3. The following problems provide more practice using conditional statements to tabulate and summarize variables.

(a) Among unmarried people, what is the fraction of those who were married before? You should report a number between 0 and 1. (Hint: use the variables, married and never_married.)

(b) What is the difference in average hours worked for married and unmarried workers? Please report a positive number. (Hint: use the variables married and hours.)

(c) What is the average hours worked for unmarried college graduates with strictly more than 8 years of experience? (Hint: use the variables married, collgrad, ttl_exp, and hours.)

(d) Among those living in urban areas, what is the fraction of laborers? Please report a number between 0 and 1. (Hint: use the variables occupation and urban. In addition, missing values should not be counted in your calculation.)

(e) Use the variable wagecopy. Among unionized workers, what is the fraction of those who earn strictly more than $6.5 an hour? Please report a number between 0 and 1.

4. This exercise refers to the following model:

wagei = β0 + β1gradei + ui,

where the wage of individual i is regressed on his/her highest grade completed and a constant term. You are asked to compute the intercept and slope estimates in a variety of ways, and compare your results in each case. First, use the command

keep if !missing(wage, grade)

to drop people with missing wage or grade from the dataset.

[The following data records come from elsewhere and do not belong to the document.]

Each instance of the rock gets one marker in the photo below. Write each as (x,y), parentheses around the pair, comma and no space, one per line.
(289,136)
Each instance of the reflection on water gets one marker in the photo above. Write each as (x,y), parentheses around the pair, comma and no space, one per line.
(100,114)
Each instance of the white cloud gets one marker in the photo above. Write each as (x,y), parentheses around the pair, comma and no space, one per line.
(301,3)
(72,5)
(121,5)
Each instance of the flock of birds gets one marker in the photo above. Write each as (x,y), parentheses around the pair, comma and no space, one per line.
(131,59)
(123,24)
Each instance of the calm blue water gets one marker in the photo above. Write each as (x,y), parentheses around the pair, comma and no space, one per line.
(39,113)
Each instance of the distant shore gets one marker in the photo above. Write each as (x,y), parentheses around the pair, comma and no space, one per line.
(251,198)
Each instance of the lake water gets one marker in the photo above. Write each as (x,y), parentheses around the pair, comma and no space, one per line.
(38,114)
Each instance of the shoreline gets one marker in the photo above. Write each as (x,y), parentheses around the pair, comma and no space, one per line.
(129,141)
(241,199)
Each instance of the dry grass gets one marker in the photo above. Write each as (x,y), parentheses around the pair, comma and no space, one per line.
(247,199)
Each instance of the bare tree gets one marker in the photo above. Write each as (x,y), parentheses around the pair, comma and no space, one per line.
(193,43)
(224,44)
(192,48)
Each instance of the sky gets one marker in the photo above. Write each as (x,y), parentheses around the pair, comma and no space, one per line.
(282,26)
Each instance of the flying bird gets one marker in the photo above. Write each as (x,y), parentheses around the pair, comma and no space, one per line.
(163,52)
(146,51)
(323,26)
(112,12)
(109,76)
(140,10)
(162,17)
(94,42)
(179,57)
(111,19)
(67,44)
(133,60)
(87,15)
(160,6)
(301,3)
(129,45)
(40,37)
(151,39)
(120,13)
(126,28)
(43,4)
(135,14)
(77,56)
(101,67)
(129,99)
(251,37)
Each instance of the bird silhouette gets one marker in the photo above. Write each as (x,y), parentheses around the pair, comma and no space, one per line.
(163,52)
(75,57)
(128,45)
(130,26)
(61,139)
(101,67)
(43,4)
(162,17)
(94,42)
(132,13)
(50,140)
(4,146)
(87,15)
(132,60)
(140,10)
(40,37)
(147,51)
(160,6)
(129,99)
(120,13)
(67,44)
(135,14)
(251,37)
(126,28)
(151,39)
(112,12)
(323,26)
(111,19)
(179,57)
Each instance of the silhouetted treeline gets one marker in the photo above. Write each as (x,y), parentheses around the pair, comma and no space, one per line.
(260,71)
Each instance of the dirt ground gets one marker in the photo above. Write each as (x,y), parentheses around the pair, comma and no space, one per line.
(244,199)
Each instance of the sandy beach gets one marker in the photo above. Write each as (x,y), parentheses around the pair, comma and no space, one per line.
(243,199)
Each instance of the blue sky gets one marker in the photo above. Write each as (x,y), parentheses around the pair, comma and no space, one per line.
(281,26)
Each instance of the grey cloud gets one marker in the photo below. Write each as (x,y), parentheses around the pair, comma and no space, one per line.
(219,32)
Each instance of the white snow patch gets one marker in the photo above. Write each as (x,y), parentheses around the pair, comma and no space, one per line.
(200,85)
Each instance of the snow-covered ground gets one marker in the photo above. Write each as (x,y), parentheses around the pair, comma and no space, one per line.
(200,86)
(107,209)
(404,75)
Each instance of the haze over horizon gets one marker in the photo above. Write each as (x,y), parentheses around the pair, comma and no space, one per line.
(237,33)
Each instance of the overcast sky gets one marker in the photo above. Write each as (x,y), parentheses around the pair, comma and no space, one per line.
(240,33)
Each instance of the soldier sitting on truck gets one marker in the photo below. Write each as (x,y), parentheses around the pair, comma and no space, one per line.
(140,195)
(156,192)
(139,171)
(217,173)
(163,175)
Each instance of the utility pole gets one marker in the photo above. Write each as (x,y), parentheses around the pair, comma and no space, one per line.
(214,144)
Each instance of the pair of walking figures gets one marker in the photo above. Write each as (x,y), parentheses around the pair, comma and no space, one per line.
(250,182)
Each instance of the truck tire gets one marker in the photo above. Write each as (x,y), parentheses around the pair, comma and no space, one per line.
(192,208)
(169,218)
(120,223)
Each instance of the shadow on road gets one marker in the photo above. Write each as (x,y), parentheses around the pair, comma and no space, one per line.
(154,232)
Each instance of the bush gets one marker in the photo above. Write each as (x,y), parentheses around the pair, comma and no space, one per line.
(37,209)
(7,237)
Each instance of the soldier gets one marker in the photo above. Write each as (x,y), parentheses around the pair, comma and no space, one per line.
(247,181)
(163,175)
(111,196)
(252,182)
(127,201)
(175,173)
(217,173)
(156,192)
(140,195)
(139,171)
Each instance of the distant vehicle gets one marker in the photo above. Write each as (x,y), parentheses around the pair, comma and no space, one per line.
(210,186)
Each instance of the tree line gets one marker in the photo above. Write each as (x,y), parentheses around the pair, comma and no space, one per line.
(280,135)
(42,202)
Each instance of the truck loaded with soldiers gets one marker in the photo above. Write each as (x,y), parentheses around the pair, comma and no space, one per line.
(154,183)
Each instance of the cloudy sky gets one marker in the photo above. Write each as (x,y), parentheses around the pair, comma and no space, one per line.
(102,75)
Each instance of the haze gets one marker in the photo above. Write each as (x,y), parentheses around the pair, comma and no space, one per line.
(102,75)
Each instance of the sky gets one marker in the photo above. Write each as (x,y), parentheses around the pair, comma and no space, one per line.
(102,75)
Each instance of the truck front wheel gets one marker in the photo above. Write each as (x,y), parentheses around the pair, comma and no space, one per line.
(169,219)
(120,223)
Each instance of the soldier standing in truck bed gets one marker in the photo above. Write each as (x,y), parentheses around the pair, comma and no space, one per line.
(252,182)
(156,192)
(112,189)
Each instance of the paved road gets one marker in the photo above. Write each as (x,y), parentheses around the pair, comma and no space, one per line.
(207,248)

(a) How many observations were dropped?

(b) Use the regress command to estimate the coefficients βˆ0 and βˆ1. What is the value of βˆ0? What is the value of βˆ1? (Hint: type regress wage grade, the constant term will be added automatically to the regression. To find βˆ0, check the row labeled by cons and the column labeled by Coef.)

(c) You are now asked to compute the same estimates using a different procedure:

• Compute the sample covariance between wage and grade, and the sample variance of grade, and save them in two scalars, cov_wg and var_g. (Hint: you can compute the variance-covariance matrix using the corr command, with the option covariance. For instance, if you type corr wage grade, covariance, the output will be a matrix containing the variance of wage, the variance of grade and the covariance between wage and grade.

On a related note, the three values will be stored in r(Var_1), r(Var_2) and r(cov_12), respectively. You can check the list of stored objects by typing return list just after running the corr command.)

• Generate the scalar beta_1 equal to cov_wg / var_g and display it by typing display beta_1. What is the relation between this estimate for β1 and the one in 4(b)?